Cryptocurrency Bubble Detection: A New Stock Market Dataset, Financial
Task & Hyperbolic Models
- URL: http://arxiv.org/abs/2206.06320v1
- Date: Wed, 11 May 2022 08:10:02 GMT
- Title: Cryptocurrency Bubble Detection: A New Stock Market Dataset, Financial
Task & Hyperbolic Models
- Authors: Ramit Sawhney, Shivam Agarwal, Vivek Mittal, Paolo Rosso, Vikram
Nanda, Sudheer Chava
- Abstract summary: We present and publicly release CryptoBubbles, a novel multi-span identification task for bubble detection.
We develop a set of sequence-to-sequence hyperbolic models suited to this multi-span identification task.
We show the practical applicability of CryptoBubbles and hyperbolic models on Reddit and Twitter.

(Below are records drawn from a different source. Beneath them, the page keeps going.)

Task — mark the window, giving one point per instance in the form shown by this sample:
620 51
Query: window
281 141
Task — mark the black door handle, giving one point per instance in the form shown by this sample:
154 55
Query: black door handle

- Score: 31.690290125073197
- License: http://creativecommons.org/licenses/by/4.0/
- Abstract: The rapid spread of information over social media influences quantitative
trading and investments. The growing popularity of speculative trading of
highly volatile assets such as cryptocurrencies and meme stocks presents a
fresh challenge in the financial realm. Investigating such "bubbles" - periods
of sudden anomalous behavior of markets are critical in better understanding
investor behavior and market dynamics. However, high volatility coupled with
massive volumes of chaotic social media texts, especially for underexplored
assets like cryptocoins pose a challenge to existing methods. Taking the first
step towards NLP for cryptocoins, we present and publicly release
CryptoBubbles, a novel multi-span identification task for bubble detection, and
a dataset of more than 400 cryptocoins from 9 exchanges over five years
spanning over two million tweets. Further, we develop a set of
sequence-to-sequence hyperbolic models suited to this multi-span identification
task based on the power-law dynamics of cryptocurrencies and user behavior on
social media. We further test the effectiveness of our models under zero-shot
settings on a test set of Reddit posts pertaining to 29 "meme stocks", which
see an increase in trade volume due to social media hype. Through quantitative,
qualitative, and zero-shot analyses on Reddit and Twitter spanning cryptocoins
and meme-stocks, we show the practical applicability of CryptoBubbles and
hyperbolic models.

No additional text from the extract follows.